- 著者
-
安倍 里美
- 出版者
- 日本倫理学会
- 雑誌
- 倫理学年報 (ISSN:24344699)
- 巻号頁・発行日
- vol.68, pp.215-229, 2019 (Released:2021-05-17)
According to T.M. Scanlon’s buck-passing account of value(BPA), goodness
is not a property that can provide a reason in itself, but is the purely formal,
higher-order property of having some lower-order property that provides a reason.
If this is correct, whenever we have reason to have a certain attitude toward
something or to behave in a certain way, the object is valuable in some
sense: that is, the relationship between reasons and values is biconditional. In
addition, it implies the eliminativism of value, in the sense that it reduces the
fact that something has value into a mere relationship between a reason-giving
property and reasons, and it deprives value of its normative power to give reason.

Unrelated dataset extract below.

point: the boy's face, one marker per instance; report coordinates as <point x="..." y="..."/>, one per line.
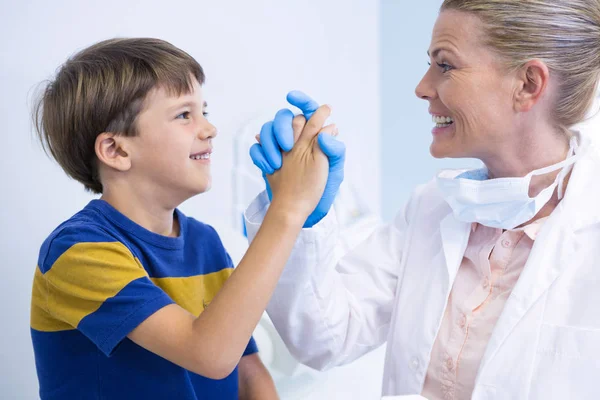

The present study attempts to defend the implications of the biconditonality
of reasons and values. To undermine this, objectors need only establish one case
where a reason does not bear on evaluations. We may have reason to respond to
objects in favourable ways ─ for example, we might desire, respect, or recommend
them ─ even though the objects are not at all valuable in themselves, or
because we have reasons that have nothing to do with the objects’ value. Or, one
may have a strong intuition that purely deontological reasons are completely
separated from values. On the contrary, this study posits that we can affirm the
consistency of BPA by introducing a distinction between derivative reasons and
non-derivative reasons(what one might call “ultimate reasons”), or by clarifying
the difference between the normativity of reasons and the normativity of
deontology. In comparing the normative character of reasons and the deontic, I
will also demonstrate the similarity between the normative feature of reasons
and the evaluative function. In so doing, BPA becomes more plausible.